Dos grandes cristaleras, una el acceso, la otra un escaparate a cuyo través se divisa una playa de hielo sobre la que yacen en pequeñas bandadas las especies de pescados, moluscos y mariscos. El local, de unos sesenta metros, se dedica en su mayoría a la venta; atrás queda el espacio de las neveras, pilas de mármol blanco y aseo. La claridad es absoluta, la limpieza exquisita y, curiosamente, no se percibe el olor al pescado porque su reciente captura no ha dejado paso al mínimo signo de putrefacción. Merluzas, pijotas, emperador, pez espada, salmonetes, boquerones, sardinas, rape, todo aquello que es propio del tiempo, de cercanos orígenes o lejanos mares; moluscos y mariscos frescos que se debaten en el movimiento de las pinzas o las patas; todo aquello que pueda ofrecerse con garantías de la más exquisita calidad.

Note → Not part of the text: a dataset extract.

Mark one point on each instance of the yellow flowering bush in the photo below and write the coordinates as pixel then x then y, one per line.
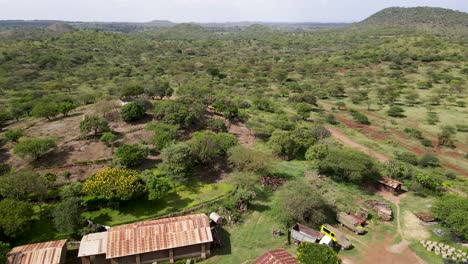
pixel 114 184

Y como todas las etapas, la suya dejó paso a una generación nueva. Durante unos meses cerró la pescadería; como necesitando un reposo en la larga andadura, para reabrir las puertas con otra generación al frente: Nicolás y Jose, asociados con la primera persona ajena a la familia, María Tejada. Sería fácil imaginarlos con guitarras acompañando los coros de Shakira, Enrique Iglesias o los Jonas Brothers; pues tal su desenvoltura, el gracejo, las risas contagiosas y la rapidez de movimientos, unidas al aspecto de los chicos, con su profuso cabello negro y mirada profunda, que se reviste de candor en los ojos negros y profundos de Jose e intelectualidad tras los cristales de las gafas de Nico, al bellezón de María que, esposa y madre, conserva los ademanes danzantes de una niña.

Nuevas líneas de suministro

Con su llegada han surgido otras líneas de suministros ya que, a los habituales, han unido la preparación de los pescados; salpicones de pulpo, brochetas que intercalan filetes de pez con verduras varias ensartados en el pincho presto para ser dejado sobre la plancha que tanto simplifica la disposición de las comidas. Los tres se esfuerzan en conseguir la singularidad de su negocio; ninguno pierde un minuto de los que su abundante y fiel clientela puedan dejarles libres: Inmediatamente desaparecen en la trastienda y ensayan novedades, presentaciones, inventan otras formas de complacer.

De vez en cuando volvemos a ver a Rosa, tan atareada con sus nietas, tan inquieta por los peinados de valenciana que ella misma les hará con su maestría. Y a Felipe; Felipe que continúa su eterna conversación en la que no solo habla; porque él sabe muchas cosas de la vida. Ellos son la historia de un barrio.